Utwór dający tytuł całemu albumowi - nabożne słowa o sztuce alchemii, zawierające jednak życzeniowe: Deutschland, Europa, es werde Licht! „Legrand/Cornet" - nowa aranżacja poznanego dawno (album >>E Pluribus Unum<<, a wcześniej składanka w trybucie rzeźbiarzowi Thorakowi) „Fahnenträgera", z fragmentami romantycznej „Pieśni o życiu i śmierci korneta Krzysztofa Rilkego" autorstwa Rainera Marii Rilkego, służącymi za tekst... nowe, odświeżone tło dźwiękowe jest wybitnie pozytywne; któż by pomyślał, że i przy śmiałych pociągnięciach i szorstkim buczeniu gitary wyczuwalny będzie ten natchniony klimat?

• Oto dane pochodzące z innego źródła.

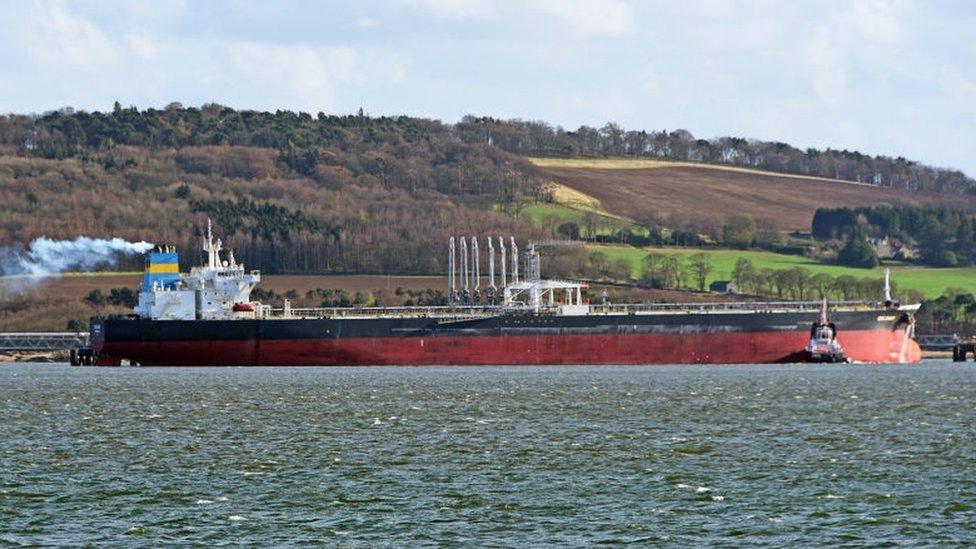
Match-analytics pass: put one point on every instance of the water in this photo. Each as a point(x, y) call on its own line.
point(681, 455)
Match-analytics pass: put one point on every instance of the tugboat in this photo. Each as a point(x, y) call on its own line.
point(206, 318)
point(823, 346)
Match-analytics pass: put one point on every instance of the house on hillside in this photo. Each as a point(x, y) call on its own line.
point(724, 287)
point(892, 248)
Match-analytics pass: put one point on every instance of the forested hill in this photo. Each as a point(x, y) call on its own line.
point(538, 138)
point(293, 192)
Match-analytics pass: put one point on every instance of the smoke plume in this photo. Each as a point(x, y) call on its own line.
point(46, 257)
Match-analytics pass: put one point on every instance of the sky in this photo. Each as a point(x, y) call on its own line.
point(891, 77)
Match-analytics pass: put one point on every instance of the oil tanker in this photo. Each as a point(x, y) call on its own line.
point(206, 318)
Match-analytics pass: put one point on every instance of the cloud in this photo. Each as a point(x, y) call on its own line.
point(57, 40)
point(586, 18)
point(576, 18)
point(456, 9)
point(310, 76)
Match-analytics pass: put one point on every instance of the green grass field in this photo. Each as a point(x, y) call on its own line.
point(542, 215)
point(931, 282)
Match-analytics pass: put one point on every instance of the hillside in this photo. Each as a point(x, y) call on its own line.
point(705, 194)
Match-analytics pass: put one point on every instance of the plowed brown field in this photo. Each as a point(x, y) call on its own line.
point(711, 194)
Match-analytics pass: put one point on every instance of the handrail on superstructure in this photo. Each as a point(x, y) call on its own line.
point(455, 311)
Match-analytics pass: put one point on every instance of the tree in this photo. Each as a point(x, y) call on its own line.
point(570, 230)
point(671, 271)
point(823, 283)
point(744, 275)
point(858, 253)
point(652, 266)
point(701, 266)
point(739, 231)
point(95, 298)
point(800, 279)
point(75, 325)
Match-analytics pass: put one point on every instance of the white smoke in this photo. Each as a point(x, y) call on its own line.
point(46, 257)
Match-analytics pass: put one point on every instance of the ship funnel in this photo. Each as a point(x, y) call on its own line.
point(887, 286)
point(162, 269)
point(452, 269)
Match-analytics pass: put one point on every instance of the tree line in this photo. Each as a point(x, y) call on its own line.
point(540, 138)
point(943, 236)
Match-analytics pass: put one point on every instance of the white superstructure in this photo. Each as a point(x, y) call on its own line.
point(220, 289)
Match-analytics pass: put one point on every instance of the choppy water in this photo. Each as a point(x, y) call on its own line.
point(505, 456)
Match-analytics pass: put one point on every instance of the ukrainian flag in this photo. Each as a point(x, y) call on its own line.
point(162, 268)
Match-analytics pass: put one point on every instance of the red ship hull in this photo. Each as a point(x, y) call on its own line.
point(888, 346)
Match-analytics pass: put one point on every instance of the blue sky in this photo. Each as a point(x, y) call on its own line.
point(885, 77)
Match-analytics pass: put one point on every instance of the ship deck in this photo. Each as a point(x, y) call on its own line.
point(460, 312)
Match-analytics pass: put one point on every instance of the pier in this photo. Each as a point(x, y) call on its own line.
point(77, 344)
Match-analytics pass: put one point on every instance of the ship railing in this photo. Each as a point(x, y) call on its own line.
point(729, 306)
point(470, 311)
point(439, 311)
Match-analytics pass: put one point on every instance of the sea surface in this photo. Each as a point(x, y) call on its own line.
point(518, 456)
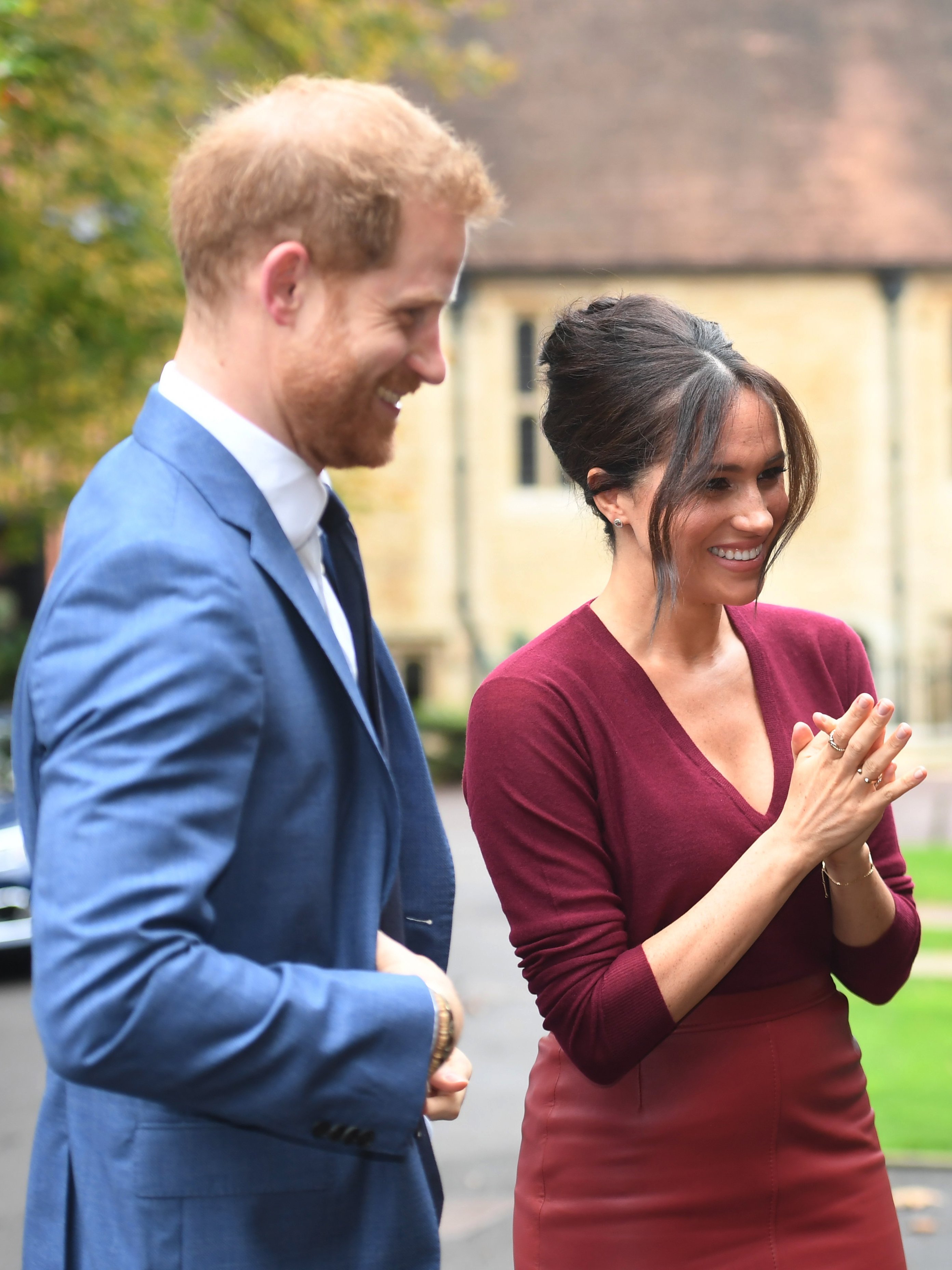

Ładnym przykładem dźwiękowego metysażu jest „Respect the Hierarchy". Utwór zaczyna się samplem, mówiącym o posłuszeństwie wobec papieża (wyraźnie słychać Papst), który to sampel nieodmiennie przypomina mi słowa xiędza Karola Stehlina (niemiecka wymowa Hierarchie respektieren - kto słyszał wykłady xiędza, mówiącego przykładowo o kościelnych hierarchach, powinien zrozumieć). Następnie mamy agresywne partie z „Bellum, Sacrum Bellum!?", by następnie usłyszeć, przy akompaniamencie gitary, słowa o zdecydowanie elitarystycznym wydźwięku. I znów „święto-wojenny" łomot... Jak się właśnie dowiedziałem - kawałek ten ma być umieszczony na poświęconej baronowi Evoli składance >>Homo Superior<<.
Warto wspomnieć jeszcze o końcowym kawałku, „Let the World with the Sun go down". Piosenka bardzo melancholijna, przywodząca na myśl oniryczne klimaty rodem z Ordo Rosarius Equlibrio. Zręcznie skomponowany śpiew, samplowe deklamacje oraz szum ulewnej burzy. Świat, słońce... odlatują. Po początkowej dawce spokoju i pewnego rodzaju beztroskości przebudzają nas jednak do bólu realne dźwięki szalejącej burzy.
Co do reszty utworów... też są ciekawe, niektóre wręcz wybitnie („Sinnstiftung Total", „Junge wilde Tiere"), z różnych względów - tekstowych, muzycznych - ale czytelnik winien sam się z nimi zapoznać oraz wyrobić opinię. Na zachętę wspomnę jeszcze, że „Heimatfreund/Staatsfeind" to jazda po bandzie, nawet jak na standardy VT (opinia z jednego z forów internetowych). Faktycznie, pełen buty i wściekłego ryku Josefa K. utwór, mimo obecności w nim tylko dwóch słów (tytułowych) promieniuje bezprecedensową wręcz nienawiścią do Lewiatana. Przyjaciel organicznego Heimat musi być wrogiem machiny państwowej! Szyk marszowy, bij opresora..!

Wyjście z monumentalizmu

Tyle w zasadzie mogłem o >>Germanium Metallicum<< powiedzieć jednoznacznie pozytywnie, odwołując się do konkretnych przykładów. Muszę przyznać, że odsłuchany materiał pozostawił we mnie mieszane uczucia, a więc jest w tym przekładańcu i coś, co trochę smaku odbiera. Trudno jednak to zlokalizować, opisując wyłącznie dany materiał. Potrzeba czegoś więcej, porównania.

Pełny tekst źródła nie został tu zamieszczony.